The film received David di Donatello Awards for Best Actor, Best Editing, and Best Production Design, and nominations for Best Director, Best Film, Best Cinematography, Best Music, and Best Producer. [3] The Voice of the Moon was Fellini's last film before his death in 1993.
With a nod to the lunar-obsessed lyrics of Italian poet Giacomo Leopardi, [4] the acerbic tale focuses on the capture of the moon by the Micheluzzi brothers while Ivo, newly released from a mental hospital, tries to seduce Aldina Ferruzzi with whom he's infatuated. Although she wants nothing to do with him, Ivo equates her blond beauty with the moon, the origin of his madness and frustration. During the attempts to woo her, he meets various madcap characters including an oboist who sleeps in the local cemetery, a man whose hobby is meditating on rooftops, and Gonnella, the ex-prefect fired for his rising paranoia. Gonnella makes Ivo his lieutenant and together they investigate the "wild conspiracies" going on around them.
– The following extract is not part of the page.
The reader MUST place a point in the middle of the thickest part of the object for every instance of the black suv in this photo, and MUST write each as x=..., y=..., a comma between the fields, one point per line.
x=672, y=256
The oddball pair attends a farcical beauty pageant where Aldina is crowned "Miss Flour of 1989" and ends up lost in the farmlands among graceful African women chanting in the moonlight. Inside an abandoned warehouse, they discover an Inferno-like disco of fashion victims dancing and bopping deliriously to Michael Jackson's "The Way You Make Me Feel". Ivo realises that Aldina's shoe, obtained surreptitiously, fits every Cinderella who tries it on. To the dancers' stupefaction, Gonnella orchestrates a waltz but is thrown out after smashing the disc jockey's cache of records.
Meanwhile, the three demented Micheluzzi brothers have caught the moon using gigantic farming equipment and roped it down in a stable. What ought to be a sacred event becomes a squandered opportunity as priests and politicians turn it into a conference for official propaganda voiced to the assembled public. The conference rapidly degenerates into violence by a madman with a pistol screaming, "What am I doing here? Why was I put here in the first place?", leaving Ivo Salvini with the film's last words: "If we all quieted down a little, maybe we'd understand something."
In Ermanno Cavazzoni's 1987 novel, Il poema dei lunatici (The Lunatics' Poem) on which the film is loosely based, Fellini recognized an abandoned project about filming the natural world: "the soil, the seasons, sun and rain, day and night. He likes the notion that at night the water in the well is awakened by the moon and starts uttering faint messages" [6] to those prepared to listen. Unfortunately, few are permitted - let alone prepared - to listen in the infernal uproar of a postmodern world where blaring television commercials and beeping satellites drown out poetry, silence, and the voice of the moon.
The consumer society critiqued in the Rome of La Dolce Vita has moved to the suburbs where incommunicability, selfishness, voyeurism, and spiritual poverty characterise the chaos of mass media existence. In his twilight years (three years before he died of a heart attack at the age of 73), Fellini mounts an energetic assault on media moguls like Silvio Berlusconi and the pandemonium of contemporary society by suggesting the escape into silence as a means to heal the psyche, the source of all true wisdom.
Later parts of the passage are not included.